While I've written before (specifically here) about feeling lucky to have grown up where, when, and with whom I did, the words for this song came out of seeing the Syrian refugee boy, Aylan Kurdi, who washed ashore in Turkey last September after his family attempted to sail to the Greek Island of Kos. Abdullah Kurdi, the surviving father of the boy, lost his two sons and wife in this single trip. Listen to his testimony:
"The Turk [smuggler] jumped into the sea, then a wave came and flipped us over. I grabbed my sons and wife and we held onto the boat," Mr. Kurdi said, speaking slowly in Arabic and struggling at times for words.
"We stayed like that for an hour, then the first [son] died and I left him so I can help the other, then the second died, so I left him as well to help his mom and I found her dead. ... What do I do. ... I spent three hours waiting for the coast guard to come. The life jackets we were wearing were all fake. ...
"My wife is my world and I have nothing, by God. I don't even think of getting married again or having more kids. ... I am choking, I cannot breathe. They died in my arms."
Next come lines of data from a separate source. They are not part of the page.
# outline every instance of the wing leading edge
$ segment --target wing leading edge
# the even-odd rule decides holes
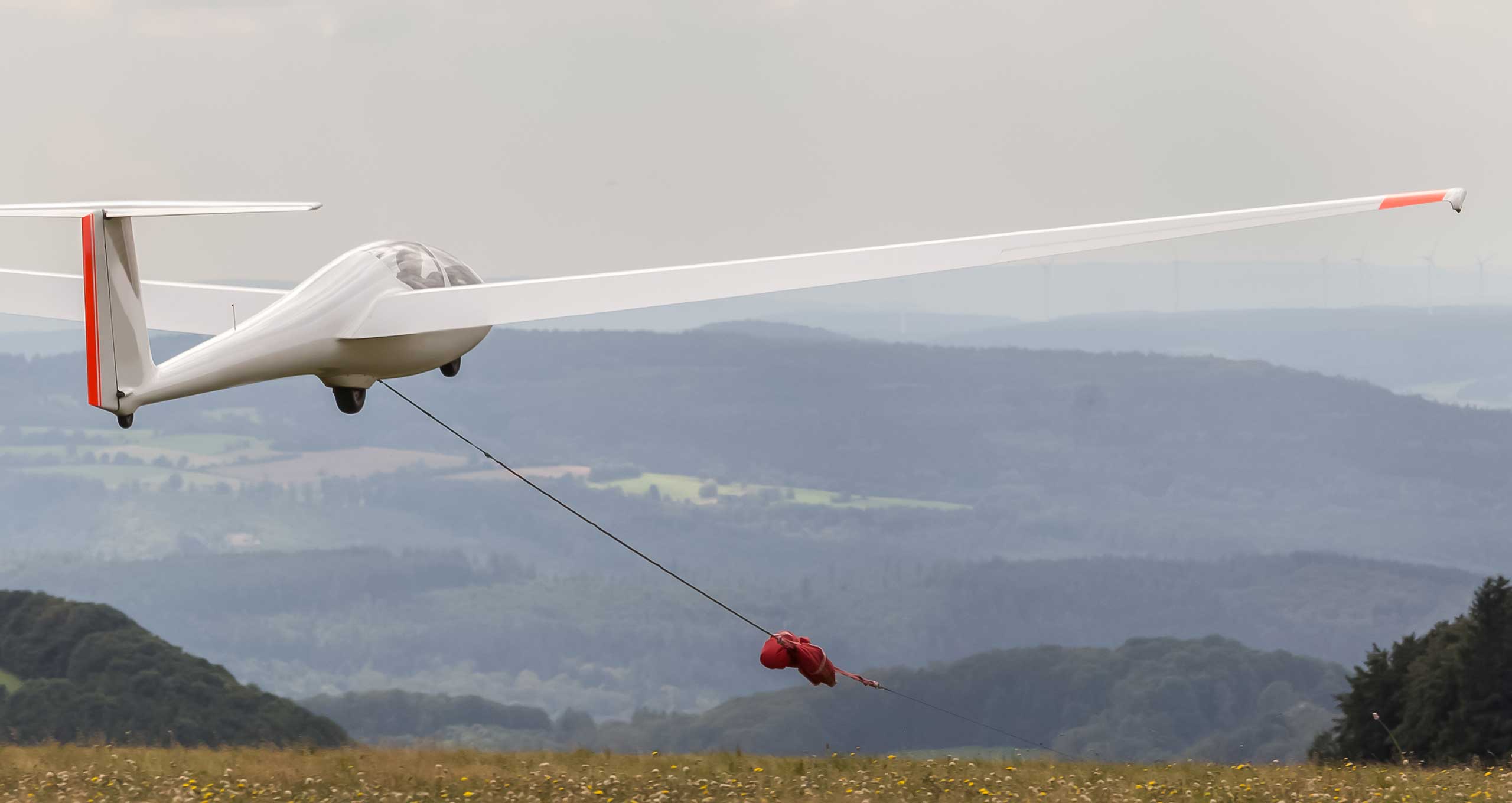
[[[1447,201],[1458,212],[1465,201],[1465,191],[1456,188],[1370,195],[813,254],[411,290],[381,298],[352,337],[520,324],[931,274],[1438,201]]]

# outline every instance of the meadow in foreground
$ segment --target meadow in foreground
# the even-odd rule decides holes
[[[1512,797],[1501,767],[1004,764],[895,756],[0,747],[0,800],[1450,801]]]

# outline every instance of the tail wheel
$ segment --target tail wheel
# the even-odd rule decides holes
[[[360,413],[367,401],[366,387],[333,387],[331,393],[336,393],[336,408],[348,416]]]

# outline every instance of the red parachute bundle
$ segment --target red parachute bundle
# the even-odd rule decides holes
[[[866,684],[872,688],[881,685],[877,681],[868,681],[860,674],[851,674],[836,667],[830,662],[829,656],[824,655],[823,647],[801,635],[792,635],[788,631],[779,631],[776,635],[768,638],[765,644],[762,644],[761,665],[767,668],[797,667],[798,673],[807,677],[813,685],[824,684],[827,687],[833,687],[836,673],[844,674],[851,681]]]

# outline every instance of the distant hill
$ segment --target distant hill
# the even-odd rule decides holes
[[[1344,670],[1219,637],[1134,638],[1117,649],[1021,647],[922,670],[875,670],[889,688],[1022,739],[1101,761],[1300,761],[1332,723]],[[700,715],[637,714],[590,738],[614,750],[869,753],[1025,741],[842,681],[729,700]]]
[[[692,331],[711,334],[745,334],[750,337],[770,337],[774,340],[853,340],[853,337],[847,334],[821,330],[818,327],[804,327],[801,324],[774,324],[771,321],[726,321],[721,324],[708,324]]]
[[[476,694],[419,694],[395,688],[319,694],[299,705],[330,717],[364,743],[464,739],[478,746],[482,733],[488,733],[494,743],[514,736],[513,749],[555,746],[546,711],[496,703]]]
[[[717,517],[708,511],[699,520]],[[836,550],[833,560],[807,564],[813,549],[801,541],[702,523],[689,531],[715,541],[708,553],[679,552],[679,541],[691,543],[686,537],[641,546],[671,555],[677,570],[758,622],[813,637],[847,668],[1213,632],[1255,649],[1349,664],[1371,643],[1423,632],[1462,611],[1476,582],[1476,575],[1448,569],[1306,553],[969,564],[878,555],[900,552],[912,529],[877,546],[853,546],[857,557],[850,563]],[[605,718],[647,706],[702,711],[797,681],[761,668],[761,640],[685,588],[647,578],[638,566],[620,572],[626,563],[615,566],[615,553],[605,555],[582,534],[550,541],[579,560],[576,573],[532,578],[503,561],[479,566],[455,553],[363,549],[38,561],[0,572],[0,587],[122,606],[239,677],[293,697],[395,687],[481,694],[553,715],[579,708]],[[871,558],[862,561],[863,552]],[[689,655],[699,671],[688,671]],[[357,738],[392,733],[336,709],[319,711]],[[395,711],[407,717],[398,714],[402,706]]]
[[[0,591],[0,739],[334,747],[342,729],[243,687],[115,608]],[[15,687],[15,688],[9,688]]]
[[[1509,307],[1080,315],[953,333],[934,342],[1264,360],[1442,401],[1512,407]]]

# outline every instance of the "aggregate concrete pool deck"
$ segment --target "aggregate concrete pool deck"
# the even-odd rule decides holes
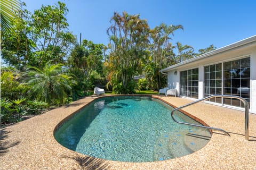
[[[154,96],[175,106],[186,98]],[[256,115],[249,115],[249,141],[244,137],[243,112],[198,103],[184,108],[229,137],[213,131],[202,149],[182,157],[150,163],[106,160],[77,153],[55,140],[57,124],[97,97],[86,97],[1,130],[1,169],[254,169],[256,170]]]

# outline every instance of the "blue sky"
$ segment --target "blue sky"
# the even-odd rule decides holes
[[[23,0],[33,12],[55,0]],[[220,48],[256,35],[256,1],[247,0],[62,0],[69,9],[69,30],[94,43],[107,45],[106,30],[114,12],[140,14],[150,28],[161,23],[181,24],[172,42],[193,46],[195,51],[211,44]]]

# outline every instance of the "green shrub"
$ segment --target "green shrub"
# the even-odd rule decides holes
[[[149,89],[149,83],[145,78],[139,79],[137,84],[136,89],[139,91],[148,90]]]

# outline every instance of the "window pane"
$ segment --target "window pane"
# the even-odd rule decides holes
[[[210,80],[205,80],[204,81],[204,86],[209,87],[210,86]]]
[[[204,93],[207,94],[210,94],[210,90],[209,90],[209,87],[204,88]]]
[[[226,62],[223,63],[224,70],[230,70],[231,69],[231,62]]]
[[[213,71],[215,71],[215,64],[213,64],[213,65],[211,65],[210,66],[210,72],[213,72]]]
[[[241,68],[250,67],[250,58],[241,59]]]
[[[241,79],[241,87],[247,87],[250,88],[250,79]]]
[[[218,71],[216,72],[216,79],[221,79],[221,72]]]
[[[210,86],[215,87],[215,80],[210,81]]]
[[[224,80],[224,87],[231,87],[231,80]]]
[[[215,95],[215,88],[210,88],[210,94],[212,95]]]
[[[224,98],[224,104],[231,105],[231,98]]]
[[[233,61],[231,62],[231,67],[232,69],[240,68],[240,60]]]
[[[215,95],[221,95],[221,88],[216,88]]]
[[[241,78],[250,78],[250,67],[249,68],[244,68],[244,69],[241,69]]]
[[[195,74],[195,80],[198,80],[198,74]]]
[[[207,73],[210,72],[210,67],[209,66],[206,66],[204,67],[204,72],[205,73]]]
[[[240,87],[240,79],[232,79],[231,87],[238,88]]]
[[[195,74],[195,70],[194,69],[191,70],[191,74]]]
[[[221,63],[216,64],[216,71],[221,71]]]
[[[221,87],[221,80],[216,80],[216,87]]]
[[[233,69],[231,71],[231,78],[240,78],[240,69]]]
[[[227,70],[224,72],[224,79],[231,79],[231,70]]]
[[[210,73],[210,79],[215,79],[215,72]]]
[[[204,73],[204,79],[205,80],[210,79],[210,73]]]
[[[235,96],[240,96],[240,94],[238,94],[237,93],[237,88],[232,88],[231,95]]]
[[[231,89],[230,88],[224,88],[224,95],[231,95]]]
[[[198,68],[195,69],[195,74],[198,74]]]

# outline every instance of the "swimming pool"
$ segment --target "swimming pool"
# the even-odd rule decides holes
[[[172,109],[151,97],[100,98],[63,123],[54,137],[78,152],[121,162],[167,160],[203,147],[210,139],[210,132],[173,122]],[[199,124],[182,114],[175,116]]]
A few weeks ago my wife and I had a discussion with my folks about the state of our faith and thoughts on faith in general. I did my best to explain that I can't wrap my mind around the idea of 'blessings.' If I were to try and summarize my parents' faith, from what they've reiterated over the years and stated again in this conversation, it would boil down to a sense of feeling God's blessings through their faith. In their experience, and they've experienced many hard times as well, God has provided time and again what they've needed to live the life they've wanted to live. My only rebuttal to that is that while they are lucky enough to feel that, people all over the world, many living in faith as well to their god or one by another name, are suffering losses we can only imagine, praying to be able to live the life they'd like to live. What about Abdullah Kurdi? Can you imagine what he's feeling? What about Aylan Kurdi? A child, the least of these? Where is his blessing?
Last week a friend and I were talking faith, she mentioned that in travels she's met people who seemingly have the least to be thankful for but have the largest faith. Is it possible that faith is simply being genuinely grateful for what you DO have? Is that where the idea of blessings comes from?
While some may call it a blessing, the fact that I'm able to sit here writing lyrics and writing essays that are too long about what my lyrics are trying to say in the bloggosphere, is sheer, utter, stupid luck. I know I need to be more grateful for it, and really, I need to do more with it to help those less lucky. For I could've been born from pain, or hate, or born with an addiction feeding through my veins. I could've been born in a land that only knows war, trafficked into slavery, or, like Aylan Kurdi, lived three years just to wash lifelessly ashore. But instead I sit here wondering about my place in the world, in the comfort of my warm home, with my beautiful wife and child, asleep in their beds, knowing that at any moment something could upend all of this comfort, but likely wont for some time. Consider me lucky.